A paper-based electronic device that mimics electrochemical signalling in the human brain has been designed by researchers from China.
The thin-film transistor (TFT) has been designed to imitate the junction between two neurons, known as a synapse, and could help develop artificial neural networks, which could be used in a range of fields from robotics to computer processing.
And the device was even able to mimic a phenomenon known as synaptic plasticity, by which the connection between two neurons become stronger as more and more neurotransmitters are passed across a synapse, which forms the basis of how humans learn and memorise things.
“A paper-based synapse could be used to build lightweight and biologically friendly artificial neural networks, and, at the same time, with the advantages of flexibility and biocompatibility, could be used to create the perfect organism–machine interface for many biological applications,” said Qing Wan, from Nanjing University and corresponding author of the study published in journal Nanotechnology.
The device is also the latest device to be fabricated on paper, making the electronics more flexible, cheaper to produce and environmentally friendly.
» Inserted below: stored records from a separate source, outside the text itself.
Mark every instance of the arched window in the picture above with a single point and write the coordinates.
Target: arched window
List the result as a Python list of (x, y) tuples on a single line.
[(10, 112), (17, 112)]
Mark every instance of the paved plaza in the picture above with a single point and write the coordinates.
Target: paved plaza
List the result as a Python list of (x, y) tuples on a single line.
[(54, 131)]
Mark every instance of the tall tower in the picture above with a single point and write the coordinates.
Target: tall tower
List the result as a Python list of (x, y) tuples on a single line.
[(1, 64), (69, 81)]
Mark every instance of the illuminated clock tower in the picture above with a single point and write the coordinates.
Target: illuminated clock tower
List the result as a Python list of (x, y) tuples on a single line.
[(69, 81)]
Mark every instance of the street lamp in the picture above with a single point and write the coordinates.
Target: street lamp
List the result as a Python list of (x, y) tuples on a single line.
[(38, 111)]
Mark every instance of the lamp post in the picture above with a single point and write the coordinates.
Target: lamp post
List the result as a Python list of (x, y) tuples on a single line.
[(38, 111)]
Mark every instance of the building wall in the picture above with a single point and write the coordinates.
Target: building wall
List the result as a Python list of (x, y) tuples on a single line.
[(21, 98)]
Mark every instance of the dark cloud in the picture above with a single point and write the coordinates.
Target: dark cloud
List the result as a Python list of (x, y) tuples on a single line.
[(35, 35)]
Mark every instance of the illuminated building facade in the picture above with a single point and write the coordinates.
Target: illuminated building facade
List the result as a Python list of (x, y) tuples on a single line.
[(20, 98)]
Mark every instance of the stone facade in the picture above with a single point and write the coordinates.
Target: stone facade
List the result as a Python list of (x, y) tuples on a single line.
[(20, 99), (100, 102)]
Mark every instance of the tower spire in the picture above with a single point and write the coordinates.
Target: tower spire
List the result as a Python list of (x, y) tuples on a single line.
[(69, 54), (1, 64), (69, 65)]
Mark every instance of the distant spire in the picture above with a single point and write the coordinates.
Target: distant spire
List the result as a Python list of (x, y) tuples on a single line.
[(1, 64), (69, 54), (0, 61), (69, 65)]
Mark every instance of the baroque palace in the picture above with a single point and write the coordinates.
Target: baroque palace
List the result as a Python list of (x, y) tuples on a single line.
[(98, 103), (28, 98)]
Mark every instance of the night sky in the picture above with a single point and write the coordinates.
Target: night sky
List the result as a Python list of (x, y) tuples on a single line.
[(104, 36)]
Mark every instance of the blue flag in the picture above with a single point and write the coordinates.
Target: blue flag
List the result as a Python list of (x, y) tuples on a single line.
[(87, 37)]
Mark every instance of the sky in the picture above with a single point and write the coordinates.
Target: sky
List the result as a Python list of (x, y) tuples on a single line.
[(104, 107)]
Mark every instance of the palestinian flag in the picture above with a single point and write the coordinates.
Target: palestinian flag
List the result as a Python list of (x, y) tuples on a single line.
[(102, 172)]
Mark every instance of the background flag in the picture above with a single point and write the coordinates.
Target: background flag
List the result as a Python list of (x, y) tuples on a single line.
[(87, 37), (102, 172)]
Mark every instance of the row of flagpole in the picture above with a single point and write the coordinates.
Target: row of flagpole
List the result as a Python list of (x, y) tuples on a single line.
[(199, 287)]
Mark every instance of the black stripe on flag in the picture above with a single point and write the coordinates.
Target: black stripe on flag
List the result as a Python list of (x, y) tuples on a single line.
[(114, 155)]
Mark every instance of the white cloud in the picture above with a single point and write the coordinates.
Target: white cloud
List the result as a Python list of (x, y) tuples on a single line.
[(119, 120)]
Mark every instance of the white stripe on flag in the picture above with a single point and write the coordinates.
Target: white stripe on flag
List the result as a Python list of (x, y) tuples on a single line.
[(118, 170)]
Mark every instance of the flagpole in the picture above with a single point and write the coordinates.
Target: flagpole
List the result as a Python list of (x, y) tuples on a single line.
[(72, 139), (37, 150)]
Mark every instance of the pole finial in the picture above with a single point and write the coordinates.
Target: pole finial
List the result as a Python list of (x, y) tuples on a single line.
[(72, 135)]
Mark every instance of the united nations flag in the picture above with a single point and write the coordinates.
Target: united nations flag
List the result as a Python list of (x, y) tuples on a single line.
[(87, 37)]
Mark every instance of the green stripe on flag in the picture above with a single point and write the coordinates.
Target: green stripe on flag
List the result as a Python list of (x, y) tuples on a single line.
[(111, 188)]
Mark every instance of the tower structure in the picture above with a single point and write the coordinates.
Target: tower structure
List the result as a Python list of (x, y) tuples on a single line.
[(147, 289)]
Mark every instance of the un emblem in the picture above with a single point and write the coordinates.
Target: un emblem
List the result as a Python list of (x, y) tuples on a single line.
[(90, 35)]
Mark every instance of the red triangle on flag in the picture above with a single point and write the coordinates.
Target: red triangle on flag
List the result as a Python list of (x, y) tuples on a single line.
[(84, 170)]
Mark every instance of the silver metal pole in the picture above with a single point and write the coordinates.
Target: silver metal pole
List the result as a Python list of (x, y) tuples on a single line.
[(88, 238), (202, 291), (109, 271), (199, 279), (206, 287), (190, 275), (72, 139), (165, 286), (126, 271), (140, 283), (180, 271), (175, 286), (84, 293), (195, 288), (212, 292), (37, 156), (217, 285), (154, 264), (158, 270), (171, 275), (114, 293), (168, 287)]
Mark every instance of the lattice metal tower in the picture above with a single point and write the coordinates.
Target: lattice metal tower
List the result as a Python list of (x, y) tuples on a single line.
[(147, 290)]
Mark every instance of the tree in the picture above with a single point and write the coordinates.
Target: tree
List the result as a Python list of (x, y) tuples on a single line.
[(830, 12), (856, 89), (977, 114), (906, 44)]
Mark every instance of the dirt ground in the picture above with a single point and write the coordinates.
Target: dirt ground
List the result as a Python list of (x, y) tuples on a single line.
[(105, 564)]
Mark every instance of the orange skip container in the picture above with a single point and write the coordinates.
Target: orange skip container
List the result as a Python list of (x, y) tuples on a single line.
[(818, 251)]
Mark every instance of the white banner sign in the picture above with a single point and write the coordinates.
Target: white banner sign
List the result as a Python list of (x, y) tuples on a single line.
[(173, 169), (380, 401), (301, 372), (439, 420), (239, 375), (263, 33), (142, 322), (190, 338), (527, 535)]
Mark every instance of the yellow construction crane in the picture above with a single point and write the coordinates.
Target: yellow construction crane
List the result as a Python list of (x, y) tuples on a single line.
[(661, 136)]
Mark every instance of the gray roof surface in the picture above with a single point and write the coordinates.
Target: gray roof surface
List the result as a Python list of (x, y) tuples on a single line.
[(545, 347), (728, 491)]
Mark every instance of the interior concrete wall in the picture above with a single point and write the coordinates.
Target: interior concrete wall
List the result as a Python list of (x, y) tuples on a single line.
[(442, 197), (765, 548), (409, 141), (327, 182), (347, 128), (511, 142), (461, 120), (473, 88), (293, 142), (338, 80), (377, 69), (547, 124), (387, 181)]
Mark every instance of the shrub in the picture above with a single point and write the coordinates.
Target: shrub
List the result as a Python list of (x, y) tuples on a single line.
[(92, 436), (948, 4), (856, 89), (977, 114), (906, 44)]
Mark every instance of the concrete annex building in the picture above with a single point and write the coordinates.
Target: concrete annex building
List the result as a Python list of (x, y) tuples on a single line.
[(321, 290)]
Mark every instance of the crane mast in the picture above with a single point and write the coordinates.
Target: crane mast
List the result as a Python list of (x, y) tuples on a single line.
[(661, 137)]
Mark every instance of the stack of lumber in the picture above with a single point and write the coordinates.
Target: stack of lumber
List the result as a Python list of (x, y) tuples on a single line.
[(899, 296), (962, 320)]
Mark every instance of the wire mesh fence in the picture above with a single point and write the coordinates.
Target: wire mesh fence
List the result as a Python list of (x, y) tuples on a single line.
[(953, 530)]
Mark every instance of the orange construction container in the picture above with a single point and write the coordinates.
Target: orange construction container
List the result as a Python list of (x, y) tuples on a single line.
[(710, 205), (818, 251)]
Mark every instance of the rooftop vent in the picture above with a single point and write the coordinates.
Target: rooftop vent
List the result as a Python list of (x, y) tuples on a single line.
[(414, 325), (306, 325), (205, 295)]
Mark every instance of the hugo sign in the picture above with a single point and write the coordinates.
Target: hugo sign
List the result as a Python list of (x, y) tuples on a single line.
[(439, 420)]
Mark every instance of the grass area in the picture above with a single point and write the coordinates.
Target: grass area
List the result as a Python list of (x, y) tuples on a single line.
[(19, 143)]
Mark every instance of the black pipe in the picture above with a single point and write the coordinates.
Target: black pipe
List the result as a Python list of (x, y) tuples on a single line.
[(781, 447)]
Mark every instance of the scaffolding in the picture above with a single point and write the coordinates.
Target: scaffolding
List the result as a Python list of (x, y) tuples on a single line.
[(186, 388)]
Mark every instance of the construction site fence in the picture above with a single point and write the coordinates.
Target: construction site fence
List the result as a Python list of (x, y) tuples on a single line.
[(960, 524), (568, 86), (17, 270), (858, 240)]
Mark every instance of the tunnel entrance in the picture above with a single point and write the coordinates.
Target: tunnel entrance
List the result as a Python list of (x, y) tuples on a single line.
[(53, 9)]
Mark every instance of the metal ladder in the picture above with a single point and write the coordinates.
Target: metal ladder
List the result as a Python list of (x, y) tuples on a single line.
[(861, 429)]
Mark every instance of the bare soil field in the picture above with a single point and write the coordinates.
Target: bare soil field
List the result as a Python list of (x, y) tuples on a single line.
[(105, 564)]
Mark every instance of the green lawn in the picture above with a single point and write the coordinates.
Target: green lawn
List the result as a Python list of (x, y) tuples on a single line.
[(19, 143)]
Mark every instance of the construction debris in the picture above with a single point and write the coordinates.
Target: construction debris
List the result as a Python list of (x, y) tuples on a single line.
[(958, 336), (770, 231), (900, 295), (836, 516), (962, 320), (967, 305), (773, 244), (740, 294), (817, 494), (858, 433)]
The artificial synaptic TFT consisted of indium zinc oxide (IZO), as both a channel and a gate electrode, separated by a 550-nanometre-thick film of nanogranular silicon dioxide electrolyte, which was fabricated using a process known as chemical vapour deposition.
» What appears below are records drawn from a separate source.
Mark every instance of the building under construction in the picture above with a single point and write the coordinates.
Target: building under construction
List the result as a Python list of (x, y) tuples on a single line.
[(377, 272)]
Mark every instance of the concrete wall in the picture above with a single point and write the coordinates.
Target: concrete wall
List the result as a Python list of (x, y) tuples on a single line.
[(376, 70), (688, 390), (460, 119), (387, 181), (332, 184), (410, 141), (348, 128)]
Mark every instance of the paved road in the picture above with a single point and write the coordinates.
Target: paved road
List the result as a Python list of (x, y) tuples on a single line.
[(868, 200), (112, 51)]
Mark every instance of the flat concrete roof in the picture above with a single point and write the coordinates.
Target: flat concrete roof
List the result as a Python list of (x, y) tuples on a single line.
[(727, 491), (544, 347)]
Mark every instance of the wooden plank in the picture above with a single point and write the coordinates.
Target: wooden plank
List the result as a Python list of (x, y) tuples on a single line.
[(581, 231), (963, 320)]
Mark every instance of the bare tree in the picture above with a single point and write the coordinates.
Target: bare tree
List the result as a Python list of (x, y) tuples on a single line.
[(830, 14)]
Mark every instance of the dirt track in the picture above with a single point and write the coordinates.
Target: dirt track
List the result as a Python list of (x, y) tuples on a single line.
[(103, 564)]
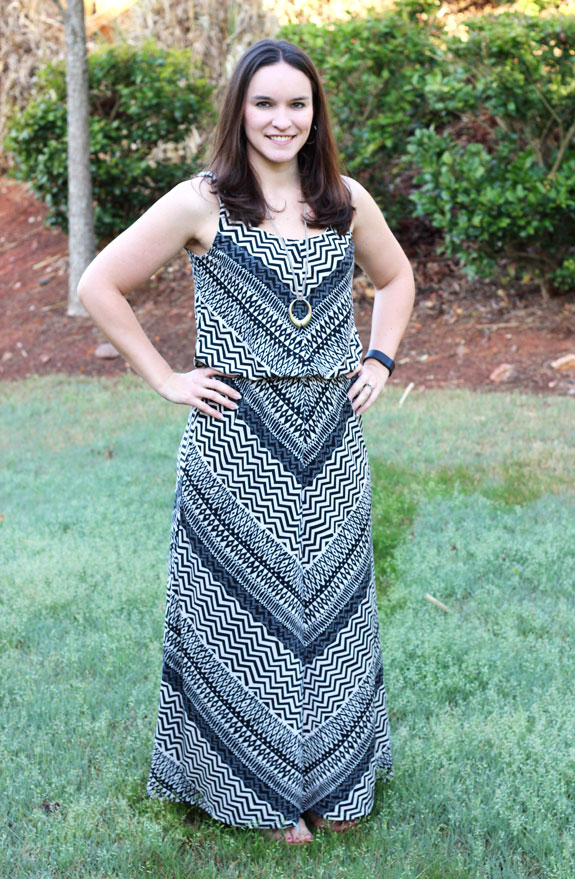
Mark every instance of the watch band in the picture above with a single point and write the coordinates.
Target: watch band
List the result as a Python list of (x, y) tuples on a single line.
[(383, 358)]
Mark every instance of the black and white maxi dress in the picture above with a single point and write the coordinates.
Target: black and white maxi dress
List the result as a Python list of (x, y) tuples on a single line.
[(272, 698)]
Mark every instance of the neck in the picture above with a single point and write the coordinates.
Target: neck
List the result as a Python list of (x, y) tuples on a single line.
[(278, 182)]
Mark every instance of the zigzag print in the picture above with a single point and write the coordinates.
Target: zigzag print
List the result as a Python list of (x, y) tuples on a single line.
[(272, 698)]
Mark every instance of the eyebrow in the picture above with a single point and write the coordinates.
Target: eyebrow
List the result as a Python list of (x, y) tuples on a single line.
[(267, 98)]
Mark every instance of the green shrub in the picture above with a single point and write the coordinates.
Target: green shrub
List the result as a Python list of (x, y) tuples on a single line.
[(496, 172), (140, 98), (373, 70)]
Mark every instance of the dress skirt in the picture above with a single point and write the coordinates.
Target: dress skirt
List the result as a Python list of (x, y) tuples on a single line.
[(272, 698)]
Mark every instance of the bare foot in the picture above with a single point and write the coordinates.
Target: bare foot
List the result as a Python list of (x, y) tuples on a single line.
[(291, 835), (335, 826)]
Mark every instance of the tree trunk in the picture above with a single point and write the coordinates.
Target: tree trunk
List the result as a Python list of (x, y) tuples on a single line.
[(81, 239)]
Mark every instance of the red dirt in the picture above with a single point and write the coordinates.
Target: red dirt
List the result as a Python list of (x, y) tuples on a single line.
[(458, 334)]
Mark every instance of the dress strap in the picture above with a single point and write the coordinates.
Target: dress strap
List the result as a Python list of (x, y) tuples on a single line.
[(213, 178)]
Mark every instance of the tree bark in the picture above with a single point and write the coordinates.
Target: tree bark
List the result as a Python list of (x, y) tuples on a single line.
[(81, 239)]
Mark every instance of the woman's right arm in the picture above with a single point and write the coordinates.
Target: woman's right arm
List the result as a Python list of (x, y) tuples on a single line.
[(180, 216)]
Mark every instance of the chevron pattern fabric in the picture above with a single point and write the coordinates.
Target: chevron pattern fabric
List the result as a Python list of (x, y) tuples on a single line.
[(272, 699)]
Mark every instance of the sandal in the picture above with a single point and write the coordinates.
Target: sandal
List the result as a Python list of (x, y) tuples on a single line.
[(286, 834), (335, 826)]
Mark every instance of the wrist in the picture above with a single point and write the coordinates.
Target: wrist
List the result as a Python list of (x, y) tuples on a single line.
[(374, 354)]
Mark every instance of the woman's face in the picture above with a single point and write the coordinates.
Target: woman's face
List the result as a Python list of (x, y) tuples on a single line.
[(278, 113)]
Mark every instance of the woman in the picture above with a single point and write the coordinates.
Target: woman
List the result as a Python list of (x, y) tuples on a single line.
[(272, 705)]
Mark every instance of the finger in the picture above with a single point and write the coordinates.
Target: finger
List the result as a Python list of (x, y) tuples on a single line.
[(223, 388), (364, 395), (217, 397), (204, 407)]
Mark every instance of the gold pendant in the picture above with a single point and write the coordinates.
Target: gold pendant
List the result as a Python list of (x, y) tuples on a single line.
[(300, 323)]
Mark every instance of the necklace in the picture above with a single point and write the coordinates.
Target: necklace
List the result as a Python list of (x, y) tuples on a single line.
[(300, 292)]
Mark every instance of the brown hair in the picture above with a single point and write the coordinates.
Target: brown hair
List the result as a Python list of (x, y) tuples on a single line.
[(320, 172)]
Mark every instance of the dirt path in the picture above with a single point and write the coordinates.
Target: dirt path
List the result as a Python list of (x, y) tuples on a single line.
[(458, 335)]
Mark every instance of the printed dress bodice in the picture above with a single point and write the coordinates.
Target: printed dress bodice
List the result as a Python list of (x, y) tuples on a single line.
[(243, 287)]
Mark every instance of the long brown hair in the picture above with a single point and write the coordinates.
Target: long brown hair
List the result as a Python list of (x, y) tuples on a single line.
[(320, 173)]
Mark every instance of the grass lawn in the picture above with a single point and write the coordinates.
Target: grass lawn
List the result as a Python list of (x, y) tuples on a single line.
[(473, 502)]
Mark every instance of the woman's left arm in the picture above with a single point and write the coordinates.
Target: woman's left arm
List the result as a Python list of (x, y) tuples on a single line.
[(380, 255)]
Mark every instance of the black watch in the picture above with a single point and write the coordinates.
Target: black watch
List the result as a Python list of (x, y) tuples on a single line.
[(383, 358)]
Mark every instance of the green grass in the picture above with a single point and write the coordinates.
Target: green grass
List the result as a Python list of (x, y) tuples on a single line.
[(473, 502)]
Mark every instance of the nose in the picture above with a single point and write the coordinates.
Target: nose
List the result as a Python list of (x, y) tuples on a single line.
[(280, 120)]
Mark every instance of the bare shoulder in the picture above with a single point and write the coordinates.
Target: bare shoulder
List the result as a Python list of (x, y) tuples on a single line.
[(361, 199), (194, 199), (377, 250)]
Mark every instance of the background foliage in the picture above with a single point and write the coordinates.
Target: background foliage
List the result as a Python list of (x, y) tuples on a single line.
[(144, 101), (496, 169), (466, 123), (373, 70)]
The design was specific to that of a biological synapse – a small gap that exists between adjoining neurons over which chemical and electrical signals are passed. It is through these synapses that neurons are able to pass signals and messages around the brain.
All neurons are electrically excitable, and can generate a ‘spike’ when the neuron’s voltage changes by large enough amounts. These spikes cause signals to flow through the neurons which cause the first neuron to release chemicals, known as neurotransmitters, across the synapse, which are then received by the second neuron, passing the signal on.
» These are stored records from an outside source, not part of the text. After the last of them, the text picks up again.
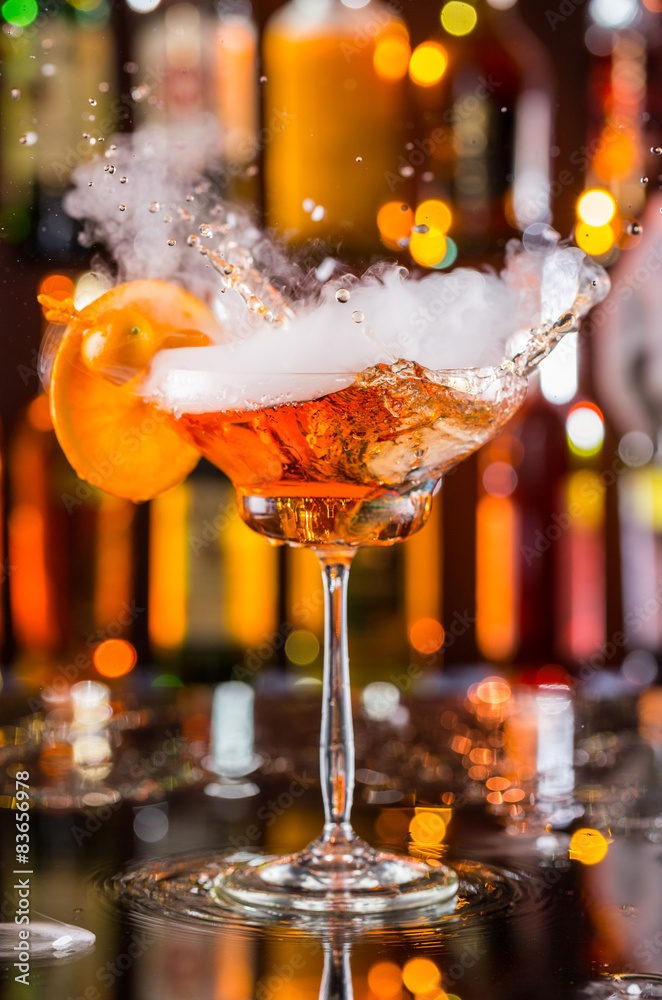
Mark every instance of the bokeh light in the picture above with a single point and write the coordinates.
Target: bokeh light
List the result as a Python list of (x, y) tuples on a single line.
[(58, 286), (596, 207), (493, 691), (435, 214), (385, 980), (427, 635), (39, 413), (588, 846), (421, 975), (428, 64), (458, 18), (394, 221), (594, 240), (613, 13), (20, 12), (585, 429), (427, 828), (391, 57), (114, 657), (302, 647)]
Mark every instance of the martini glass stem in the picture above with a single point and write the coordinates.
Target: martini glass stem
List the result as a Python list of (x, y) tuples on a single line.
[(337, 733)]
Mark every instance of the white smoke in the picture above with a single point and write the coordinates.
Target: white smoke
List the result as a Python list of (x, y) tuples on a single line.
[(460, 319)]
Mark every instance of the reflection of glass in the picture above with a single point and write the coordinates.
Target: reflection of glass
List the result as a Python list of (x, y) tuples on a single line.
[(320, 457), (355, 467), (347, 468)]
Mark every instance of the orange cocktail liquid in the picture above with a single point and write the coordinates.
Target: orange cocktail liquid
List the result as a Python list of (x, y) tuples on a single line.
[(355, 467)]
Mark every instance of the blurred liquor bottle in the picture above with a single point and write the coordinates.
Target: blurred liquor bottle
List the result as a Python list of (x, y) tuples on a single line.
[(547, 553), (213, 584), (71, 549), (334, 116), (59, 105), (482, 85), (629, 371), (195, 72), (70, 559)]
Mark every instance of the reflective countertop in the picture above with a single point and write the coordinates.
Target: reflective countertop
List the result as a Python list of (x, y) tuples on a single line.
[(562, 919)]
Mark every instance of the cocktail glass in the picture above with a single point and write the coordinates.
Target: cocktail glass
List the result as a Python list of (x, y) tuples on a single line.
[(353, 467), (346, 461)]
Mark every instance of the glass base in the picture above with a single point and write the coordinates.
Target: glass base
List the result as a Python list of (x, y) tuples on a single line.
[(341, 876)]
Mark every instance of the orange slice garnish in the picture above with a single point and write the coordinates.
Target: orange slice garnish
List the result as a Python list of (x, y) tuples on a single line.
[(113, 438)]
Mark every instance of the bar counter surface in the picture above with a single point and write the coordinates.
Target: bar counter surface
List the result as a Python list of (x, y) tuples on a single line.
[(560, 923)]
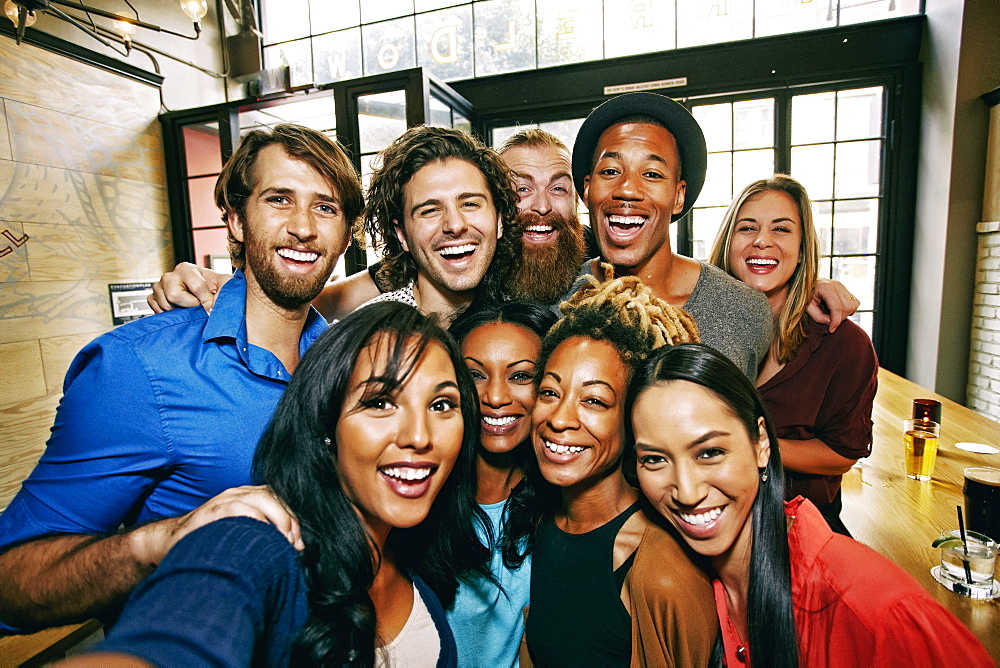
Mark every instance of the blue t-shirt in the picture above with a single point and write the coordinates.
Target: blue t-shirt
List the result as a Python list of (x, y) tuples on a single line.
[(231, 593), (488, 624), (157, 417)]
Similar to these output spikes, the researchers applied a small voltage to the first electrode in their device which caused protons—acting as a neurotransmitter—from the silicon dioxide films to migrate towards the IZO channel opposite it.
As protons are positively charged, this caused negatively charged electrons to be attracted towards them in the IZO channel which subsequently allowed a current to flow through the channel, mimicking the passing on of a signal in a normal neuron.
The researchers also found their device demonstrated synaptic plasticity as when two short voltages were applied to the device in a short space of time, the second voltage was able to trigger a larger current in the IZO channel compared to the first applied voltage, as if it had ‘remembered’ the response from the first voltage.